Roh jahat itu mengguncang-guncang orang itu, dan sambil menjerit dengan suara
nyaring roh itu keluar dari dia. Mereka semua takjub, sehingga mereka
memperbincangkannya, katanya, “Apa ini? Suatu ajaran baru disertai dengan
kuasa! Ia memberi perintah kepada roh-roh jahat dan mereka taat kepada-Nya!”

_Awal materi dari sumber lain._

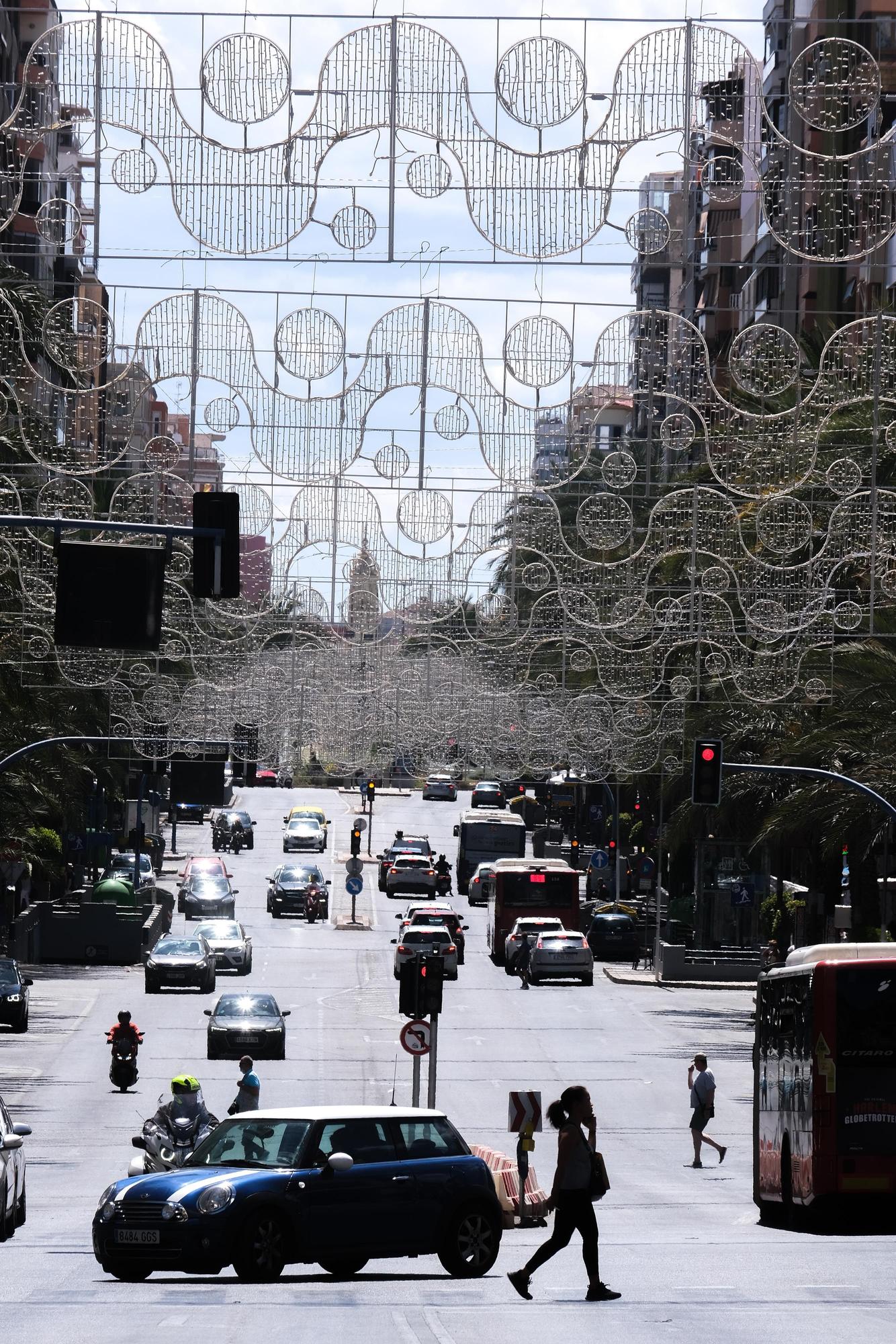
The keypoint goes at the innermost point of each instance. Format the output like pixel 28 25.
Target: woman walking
pixel 572 1195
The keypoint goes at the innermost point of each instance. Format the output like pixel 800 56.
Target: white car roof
pixel 347 1114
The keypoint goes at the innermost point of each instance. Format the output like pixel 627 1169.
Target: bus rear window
pixel 538 889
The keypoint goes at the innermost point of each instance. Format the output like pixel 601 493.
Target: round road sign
pixel 416 1037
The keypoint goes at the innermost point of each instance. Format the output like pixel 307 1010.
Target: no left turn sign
pixel 416 1037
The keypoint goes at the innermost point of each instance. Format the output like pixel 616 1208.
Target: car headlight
pixel 216 1200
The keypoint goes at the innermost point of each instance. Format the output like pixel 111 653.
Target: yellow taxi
pixel 318 814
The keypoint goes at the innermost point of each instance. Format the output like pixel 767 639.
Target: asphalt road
pixel 684 1248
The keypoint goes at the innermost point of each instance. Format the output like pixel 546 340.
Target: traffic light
pixel 706 780
pixel 432 978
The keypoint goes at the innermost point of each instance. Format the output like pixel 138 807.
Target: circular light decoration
pixel 784 525
pixel 619 471
pixel 245 79
pixel 162 454
pixel 354 228
pixel 452 421
pixel 844 476
pixel 538 351
pixel 648 232
pixel 764 361
pixel 678 432
pixel 848 616
pixel 816 689
pixel 310 343
pixel 392 462
pixel 425 515
pixel 715 580
pixel 835 84
pixel 57 221
pixel 134 171
pixel 604 522
pixel 541 81
pixel 79 334
pixel 429 177
pixel 537 577
pixel 222 415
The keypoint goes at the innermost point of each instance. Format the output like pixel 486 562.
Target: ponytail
pixel 559 1111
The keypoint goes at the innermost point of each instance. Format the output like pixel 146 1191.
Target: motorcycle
pixel 167 1147
pixel 123 1068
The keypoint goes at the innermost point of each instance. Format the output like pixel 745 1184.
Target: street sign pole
pixel 432 1073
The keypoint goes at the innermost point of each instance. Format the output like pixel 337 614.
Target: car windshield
pixel 248 1006
pixel 253 1143
pixel 218 929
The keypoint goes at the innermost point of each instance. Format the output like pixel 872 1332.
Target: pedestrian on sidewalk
pixel 249 1089
pixel 572 1195
pixel 703 1097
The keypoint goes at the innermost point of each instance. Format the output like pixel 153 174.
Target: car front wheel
pixel 471 1244
pixel 261 1253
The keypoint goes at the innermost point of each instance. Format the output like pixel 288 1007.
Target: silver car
pixel 562 955
pixel 230 943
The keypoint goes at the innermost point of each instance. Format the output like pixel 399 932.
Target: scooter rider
pixel 126 1033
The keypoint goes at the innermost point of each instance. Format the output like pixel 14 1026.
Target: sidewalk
pixel 648 978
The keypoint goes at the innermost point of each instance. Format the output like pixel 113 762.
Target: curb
pixel 680 984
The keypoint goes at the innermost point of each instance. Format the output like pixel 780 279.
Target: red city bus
pixel 825 1077
pixel 530 888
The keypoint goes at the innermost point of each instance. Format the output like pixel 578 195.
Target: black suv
pixel 14 995
pixel 402 845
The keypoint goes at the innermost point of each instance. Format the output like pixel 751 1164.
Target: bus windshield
pixel 522 890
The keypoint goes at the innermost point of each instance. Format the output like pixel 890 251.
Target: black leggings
pixel 574 1213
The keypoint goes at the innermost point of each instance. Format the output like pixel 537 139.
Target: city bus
pixel 486 835
pixel 530 889
pixel 825 1079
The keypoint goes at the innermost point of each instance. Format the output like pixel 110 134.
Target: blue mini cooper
pixel 334 1186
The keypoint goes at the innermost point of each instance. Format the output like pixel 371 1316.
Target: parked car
pixel 562 954
pixel 410 873
pixel 14 995
pixel 429 939
pixel 13 1174
pixel 534 927
pixel 230 943
pixel 615 936
pixel 488 795
pixel 315 815
pixel 289 886
pixel 244 1021
pixel 181 962
pixel 190 812
pixel 242 822
pixel 478 892
pixel 304 834
pixel 208 896
pixel 402 845
pixel 433 919
pixel 330 1185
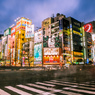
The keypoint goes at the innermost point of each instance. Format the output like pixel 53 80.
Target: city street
pixel 75 80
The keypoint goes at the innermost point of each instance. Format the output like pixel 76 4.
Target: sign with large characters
pixel 46 22
pixel 22 23
pixel 13 29
pixel 29 31
pixel 38 54
pixel 88 28
pixel 7 32
pixel 38 37
pixel 51 51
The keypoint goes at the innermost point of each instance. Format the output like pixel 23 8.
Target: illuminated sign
pixel 61 33
pixel 51 51
pixel 88 27
pixel 78 33
pixel 93 37
pixel 78 53
pixel 38 53
pixel 29 31
pixel 4 40
pixel 46 22
pixel 13 29
pixel 38 37
pixel 7 32
pixel 51 42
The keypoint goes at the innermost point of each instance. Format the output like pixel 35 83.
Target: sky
pixel 38 10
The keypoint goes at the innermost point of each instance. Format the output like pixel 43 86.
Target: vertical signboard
pixel 29 31
pixel 88 28
pixel 38 54
pixel 38 37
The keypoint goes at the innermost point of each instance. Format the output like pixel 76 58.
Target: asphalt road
pixel 81 75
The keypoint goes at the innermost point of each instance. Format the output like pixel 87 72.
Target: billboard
pixel 38 37
pixel 51 51
pixel 38 53
pixel 29 31
pixel 13 30
pixel 46 22
pixel 93 37
pixel 9 44
pixel 88 28
pixel 7 32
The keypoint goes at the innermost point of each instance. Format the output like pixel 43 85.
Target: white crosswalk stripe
pixel 17 90
pixel 45 84
pixel 49 88
pixel 35 90
pixel 46 88
pixel 71 85
pixel 78 90
pixel 2 92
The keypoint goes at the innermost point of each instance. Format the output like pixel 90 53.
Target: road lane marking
pixel 17 90
pixel 33 89
pixel 71 85
pixel 46 88
pixel 54 90
pixel 78 90
pixel 2 92
pixel 45 84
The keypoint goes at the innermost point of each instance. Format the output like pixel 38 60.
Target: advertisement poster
pixel 29 31
pixel 38 37
pixel 38 54
pixel 51 51
pixel 88 28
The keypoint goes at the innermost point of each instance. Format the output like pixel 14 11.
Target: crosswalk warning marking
pixel 78 90
pixel 17 90
pixel 2 92
pixel 33 89
pixel 46 88
pixel 45 84
pixel 80 85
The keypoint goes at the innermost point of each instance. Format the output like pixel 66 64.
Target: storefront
pixel 52 56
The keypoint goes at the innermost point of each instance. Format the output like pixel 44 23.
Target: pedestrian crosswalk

Lalu segera tersebarlah kabar tentang Dia ke segala penjuru di seluruh Galilea.
(Mrk 1:21-28)
Bacaan Pertama: Ibr
2:5-12; Mazmur Tanggapan: Mzm 8:2,5-9
Bacaan Injil hari
ini adalah catatan pertama mengenai pengusiran roh-roh jahat oleh Yesus dalam
Injil Markus. Ada empat narasi serupa dalam Injil Markus. Yang menarik untuk
dicatat adalah, bahwa narasi ini dilengkapi dengan pernyataan-pernyataan
mengenai otoritas Yesus dalam mengajar. “Mereka takjub mendengar
pengajaran-Nya, sebab Ia mengajar mereka sebagai orang yang berkuasa, tidak
seperti ahli-ahli Taurat” (Mrk 1:22). Ini pernyataan pertama dan dikemukakan
sebelum narasi pengusiran roh jahat.
Dalam rumah ibadat
itu ada seorang yang kerasukan roh jahat dan mulai “ngoceh” dengan Yesus. Lalu
Yesus membentak roh jahat itu: “Diam, keluarlah dari dia!” Roh jahat itu
mengguncang-guncang orang itu, dan sambil menjerit dengan suara nyaring roh itu
keluar dari dia. Injil kemudian mengatakan bahwa semua orang menjadi takjub dan
mulai memperbincangkannya: “Apa ini? Suatu ajaran baru disertai dengan kuasa!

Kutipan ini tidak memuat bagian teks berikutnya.